The iterations range in functionality and approach, offering a toilet paper holder for every occasion: one for your sex dungeon, which strings the roll on a thick chain (Chen Chen and Kai Williams, Kraptonite, 2020); one for your cool, modernist highrise (Max Enrich’s sleek-but-obtrusive steel box, A Space Entirely Devoid of Matter, 2020); and one rendered in delicate, blue-and-white porcelain to accompany your porcelain throne (Tyler Hays, BDDW Toilet Paper Holder, 2020). WeShouldDoItAll’s Individualism (2020) provides a convenient mount for the iPhone that you were probably already using while on the toilet. Constructed from a modified selfie stick, the work serves as a menacing reminder of the massive violations of privacy we regularly invite into our most private spaces. There’s a generative attitude at play across the works: central to the very spirit of innovation is the notion that there may be better solutions, still, to problems we don’t really have.

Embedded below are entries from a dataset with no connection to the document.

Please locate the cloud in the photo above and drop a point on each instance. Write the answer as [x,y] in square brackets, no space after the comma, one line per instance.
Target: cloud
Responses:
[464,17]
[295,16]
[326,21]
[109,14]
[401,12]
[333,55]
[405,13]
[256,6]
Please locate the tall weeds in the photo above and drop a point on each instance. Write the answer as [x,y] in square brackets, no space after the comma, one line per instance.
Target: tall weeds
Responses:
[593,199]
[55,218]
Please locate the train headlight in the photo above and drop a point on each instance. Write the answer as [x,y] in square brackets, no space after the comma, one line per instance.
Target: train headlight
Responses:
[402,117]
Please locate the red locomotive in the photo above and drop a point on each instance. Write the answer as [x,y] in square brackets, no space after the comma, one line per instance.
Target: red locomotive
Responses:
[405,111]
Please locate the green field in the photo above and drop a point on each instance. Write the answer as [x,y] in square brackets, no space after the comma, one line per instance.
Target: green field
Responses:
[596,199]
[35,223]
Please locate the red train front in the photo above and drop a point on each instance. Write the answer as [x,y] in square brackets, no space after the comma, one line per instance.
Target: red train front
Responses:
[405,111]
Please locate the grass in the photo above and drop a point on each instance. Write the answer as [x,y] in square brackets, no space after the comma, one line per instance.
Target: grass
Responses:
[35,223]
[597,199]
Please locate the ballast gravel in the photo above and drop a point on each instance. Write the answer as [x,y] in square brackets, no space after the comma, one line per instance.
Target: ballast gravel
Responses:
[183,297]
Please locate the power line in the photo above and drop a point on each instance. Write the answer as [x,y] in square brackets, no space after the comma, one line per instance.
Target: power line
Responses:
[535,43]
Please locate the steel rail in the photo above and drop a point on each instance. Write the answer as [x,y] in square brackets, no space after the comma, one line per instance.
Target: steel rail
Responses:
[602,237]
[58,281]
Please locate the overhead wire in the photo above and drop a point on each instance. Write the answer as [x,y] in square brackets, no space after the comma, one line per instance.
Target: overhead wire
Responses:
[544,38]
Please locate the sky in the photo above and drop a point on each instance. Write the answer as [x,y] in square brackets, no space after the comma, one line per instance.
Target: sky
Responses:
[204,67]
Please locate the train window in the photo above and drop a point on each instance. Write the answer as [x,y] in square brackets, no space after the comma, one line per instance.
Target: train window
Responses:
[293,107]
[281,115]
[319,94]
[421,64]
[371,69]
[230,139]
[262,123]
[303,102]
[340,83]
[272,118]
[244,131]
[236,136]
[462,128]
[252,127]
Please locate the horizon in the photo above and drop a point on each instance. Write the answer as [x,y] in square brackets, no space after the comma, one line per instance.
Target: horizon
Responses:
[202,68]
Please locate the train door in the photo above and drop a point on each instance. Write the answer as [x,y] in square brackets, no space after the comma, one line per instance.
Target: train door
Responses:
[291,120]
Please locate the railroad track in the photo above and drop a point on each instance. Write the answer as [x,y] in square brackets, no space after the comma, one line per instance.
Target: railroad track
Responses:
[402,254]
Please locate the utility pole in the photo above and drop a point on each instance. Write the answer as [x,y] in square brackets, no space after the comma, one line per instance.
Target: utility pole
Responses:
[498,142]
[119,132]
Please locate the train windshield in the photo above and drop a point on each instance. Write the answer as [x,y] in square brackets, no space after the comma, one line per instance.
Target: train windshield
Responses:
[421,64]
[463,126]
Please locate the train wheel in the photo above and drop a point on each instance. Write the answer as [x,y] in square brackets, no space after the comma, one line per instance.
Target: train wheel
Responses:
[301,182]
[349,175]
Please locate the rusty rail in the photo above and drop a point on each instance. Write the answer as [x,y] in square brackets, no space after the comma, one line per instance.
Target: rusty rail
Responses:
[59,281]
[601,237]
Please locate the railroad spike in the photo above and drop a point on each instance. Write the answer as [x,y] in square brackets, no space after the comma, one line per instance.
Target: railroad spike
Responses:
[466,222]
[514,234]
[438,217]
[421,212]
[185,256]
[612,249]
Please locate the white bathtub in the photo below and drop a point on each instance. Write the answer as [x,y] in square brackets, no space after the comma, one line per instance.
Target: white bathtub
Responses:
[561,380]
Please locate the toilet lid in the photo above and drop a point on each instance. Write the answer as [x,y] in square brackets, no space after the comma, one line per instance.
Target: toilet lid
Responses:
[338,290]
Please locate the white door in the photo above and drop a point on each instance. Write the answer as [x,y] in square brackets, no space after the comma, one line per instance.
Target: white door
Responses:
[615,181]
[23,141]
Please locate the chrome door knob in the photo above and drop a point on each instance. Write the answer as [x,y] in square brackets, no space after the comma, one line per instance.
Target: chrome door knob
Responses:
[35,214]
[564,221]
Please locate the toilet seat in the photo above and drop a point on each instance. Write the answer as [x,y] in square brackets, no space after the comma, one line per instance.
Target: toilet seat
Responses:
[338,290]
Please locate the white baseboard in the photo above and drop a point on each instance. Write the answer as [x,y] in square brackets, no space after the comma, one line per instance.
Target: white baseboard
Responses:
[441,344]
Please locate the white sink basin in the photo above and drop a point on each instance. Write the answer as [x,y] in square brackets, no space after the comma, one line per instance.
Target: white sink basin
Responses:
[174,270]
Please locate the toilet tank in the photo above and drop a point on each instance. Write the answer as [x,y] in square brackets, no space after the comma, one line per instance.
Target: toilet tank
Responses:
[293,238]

Visitors depart the exhibition with a roll of their own (perhaps a now-familiar parting gift, if you ordered takeout in the early months of quarantine). But those who buy these works will be left to their own devices once their gifted roll runs out, leaving the decision of where to source toilet paper up to the individuals and institutions who acquire them (and their respective budgets). Particularly now, with the country driven into a major recession, a consumer-driven, bottom-up environmentalism is not only a big ask (i.e., Plant Paper’s $24 for 16 rolls), but for many, an unattainable one. Still, we at the proverbial bottom must call for meaningful change, and when we can, utilize our purchasing power to political ends. In offering lighthearted and earnest solutions to a non-problem (design of the toilet paper holder), the works in Under / Over champion making for the sake of making and approach a serious problem (environmental waste) without the accompanying institutional self-seriousness.
Under / Over runs from September 10–November 1, 2020 at Marta (1545 W. Sunset Blvd., Los Angeles, CA 90026).